2. Morristown National Historic Park
This historical site in North Jersey features 27 miles of trails that wind their way through the 1779-1780 winter encampment of George Washington and the Continental Army. While your dog is enraptured by the sights, sounds, and squirrels of the Great Outdoors, history buffs can keep themselves occupied by reading about historical events and viewing the remnants of 1,000 soldiers’ huts that still stand. People visiting without their dogs can also check out the historical museum and fine art photography exhibition on site. The park will appease walkers of a variety of skill levels, but you should not expect anything with the steepness or difficulty of the Palisades trails described above.
3. Mountain Lakes Nature Preserve
This nature preserve features nine miles of trail located right in Princeton, New Jersey, but it does not feel like it. Highlights of a walk in this stunning park include the peaceful old-growth forests and the bubbling brooks that your dog will love to splash in and try to drink from. A muddy dog is a happy dog. These trails are especially well-suited to more casual walkers or anyone looking for a tranquil afternoon stroll. The longest trail is still only about two miles long, and visitors can expect relatively flat, gentle terrain that will be easy on the joints of both humans and canines.
4. Estell Manor Park
The 27 miles of trails in this Jersey Shore park are both stunning and somewhat unusual. Bordered by the South River and cutting through swamps and marshes, these trails are sandy and will take you through a gorgeous coastal forest and unique cedar swamp. Another feature of the park is the Swamp Trail Boardwalk, almost two miles of elevated boardwalk that passes some of the most interesting sites in the park. While most of the trails here are flat and relatively easy, the wet terrain does mean they can get muddy; visitors should be sure to bring good boots and a towel for their dog.
5. Blueberry Hill Trail
This South Jersey trail system will give you the best of both worlds, with a rural, woodsy walk that culminates (on a clear day) in a breathtaking view of the Philadelphia skyline. That walk is less than half a mile by the most direct route, but there are more than three miles of trails in the system to explore, including paved, gravel, and dirt paths. Another point of interest to check out is the remains of an abandoned radar station from the 1950s. Dog walkers should keep an eye out for bicyclists on the narrower trails, but the trails make for a relatively easy walk, although there are steps up to the final Philadelphia vista. This is also another walk that winds through some wetlands, so visitors should be prepared for mud and potential washouts.
These are, of course, only a few of the many incredible walks and hikes that a dog might love to explore in New Jersey.
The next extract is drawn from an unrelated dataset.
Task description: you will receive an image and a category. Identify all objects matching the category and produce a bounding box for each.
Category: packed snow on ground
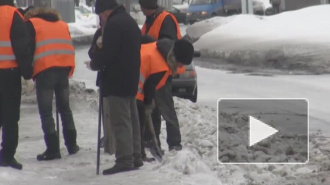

While they are some of our (and our dogs’) favorites, everyone’s needs, preferences, and dogs are different, and one of the best things about New Jersey is there are so many dog-friendly parks, hikes, and trail systems that it is hard to go wrong if you just pick one and decide to go on a grand adventure. As long as you remember your hiking safety, pack for the weather, charge your phone, and bring a map, you and your dog will almost certainly have a great time—or at least a good story.